Cette course effrénée à la compétitivité des prix précarisant le travail contraint les ménages à consommer moins cher, obligeant ainsi les entreprises à leur tour, à produire encore moins cher en comprimant davantage leurs coûts salariaux pour maintenir leur marge et trouver des débouchés. Elle enclenche ce cercle vicieux où plus de compétitivité entraîne moins de débouchés pour les entreprises faute de salaire suffisant. Elle appauvrit ainsi à la fois les entreprises et les ménages. C'est le dilemme du prisonnier de la compétitivité.
En revanche, avec une hausse coordonnée des salaires, décidée par l'ensemble des entreprises et des Etats de la zone euro, toutes les parties prenantes de l'activité économique seraient gagnantes en évitant le nivellement par le bas. La coopération serait donc beaucoup plus efficace que la compétition.
Il en est de même pour le dérèglement climatique. Face à la menace qui se précise davantage et aux signes qui se multiplient, nous avons tous collectivement intérêt à endiguer le dérèglement en cours. Mais nous avons tous également intérêt, en vue de maximiser notre bien-être individuel à court terme, à poursuivre nos habitudes de consommation et nos modes de production. C'est ainsi que chacun – Etats, entreprises et particuliers – retarde les mesures préventives et compromet l'avenir de la génération future par son individualisme.
Il en est ainsi également pour la gestion des services publics. Nous avons tous collectivement intérêt à développer nos hôpitaux, nos écoles, nos armées, notre recherche, nos lignes de chemin de fer, pour être bien soignés, bien éduqués, bien protégés, bien transportés.
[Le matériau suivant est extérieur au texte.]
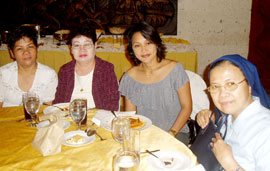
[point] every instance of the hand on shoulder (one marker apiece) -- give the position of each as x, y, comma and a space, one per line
203, 117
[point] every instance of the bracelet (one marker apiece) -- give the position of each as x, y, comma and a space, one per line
173, 132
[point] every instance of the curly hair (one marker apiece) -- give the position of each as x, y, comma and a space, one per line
149, 33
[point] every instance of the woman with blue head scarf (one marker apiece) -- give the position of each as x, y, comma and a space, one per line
236, 90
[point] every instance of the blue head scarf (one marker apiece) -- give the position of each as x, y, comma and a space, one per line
251, 74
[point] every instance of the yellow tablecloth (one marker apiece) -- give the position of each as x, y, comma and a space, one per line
55, 59
17, 152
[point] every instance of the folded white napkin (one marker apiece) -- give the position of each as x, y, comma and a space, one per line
103, 118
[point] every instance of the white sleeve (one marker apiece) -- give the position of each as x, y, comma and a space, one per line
52, 82
1, 88
262, 153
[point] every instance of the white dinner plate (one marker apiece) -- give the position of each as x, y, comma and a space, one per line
180, 161
65, 124
55, 110
87, 139
106, 120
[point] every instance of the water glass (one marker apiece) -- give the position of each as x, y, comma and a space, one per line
120, 126
131, 141
126, 160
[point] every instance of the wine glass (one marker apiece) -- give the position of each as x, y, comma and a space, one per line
126, 160
78, 110
120, 128
32, 104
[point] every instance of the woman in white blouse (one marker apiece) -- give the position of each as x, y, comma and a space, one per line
25, 73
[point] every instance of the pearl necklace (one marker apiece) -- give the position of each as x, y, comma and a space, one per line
82, 85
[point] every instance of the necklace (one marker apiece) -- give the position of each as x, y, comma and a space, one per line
82, 85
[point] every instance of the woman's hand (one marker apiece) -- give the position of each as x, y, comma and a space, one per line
223, 153
203, 117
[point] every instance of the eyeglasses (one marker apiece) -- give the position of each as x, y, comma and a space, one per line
85, 46
229, 86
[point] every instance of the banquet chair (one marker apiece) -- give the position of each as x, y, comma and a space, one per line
200, 101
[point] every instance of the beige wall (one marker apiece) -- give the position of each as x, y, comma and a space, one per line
215, 27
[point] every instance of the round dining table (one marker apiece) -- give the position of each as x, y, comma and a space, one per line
17, 152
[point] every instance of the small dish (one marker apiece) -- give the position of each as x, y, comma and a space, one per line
65, 124
87, 139
179, 161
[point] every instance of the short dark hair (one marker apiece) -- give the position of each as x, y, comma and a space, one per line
149, 33
20, 32
84, 30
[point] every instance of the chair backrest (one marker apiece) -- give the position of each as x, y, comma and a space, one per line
200, 99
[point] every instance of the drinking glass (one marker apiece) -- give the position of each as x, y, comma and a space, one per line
120, 126
131, 141
32, 104
78, 110
126, 160
27, 116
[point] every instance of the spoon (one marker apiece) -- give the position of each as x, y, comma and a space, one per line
92, 132
166, 163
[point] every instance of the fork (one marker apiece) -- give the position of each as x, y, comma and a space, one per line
166, 163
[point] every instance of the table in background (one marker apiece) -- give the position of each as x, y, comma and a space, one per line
55, 56
17, 152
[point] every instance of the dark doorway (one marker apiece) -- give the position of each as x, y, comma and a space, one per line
259, 45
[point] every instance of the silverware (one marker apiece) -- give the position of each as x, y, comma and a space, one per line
152, 151
113, 113
54, 106
94, 131
166, 163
Et en même temps, nous voulons tous payer moins d'impôts en vue de maximiser notre bien-être individuel. C'est pourquoi l'Etat gestionnaire s'est substitué progressivement à l'Etat providence, fonctionnant selon les règles de la concurrence. Or, cette substitution limite son effet redistributif et amoindrit son efficacité pour réduire les inégalités.
La coopération permet une allocation optimale des ressources profitant à tous. Telle est la loi de l'entraide, l'autre loi du plus fort. Loi à partir de laquelle pourraient se tisser de nouvelles relations économiques entre les Etats et entre les agents économiques pour relever les défis économiques de demain.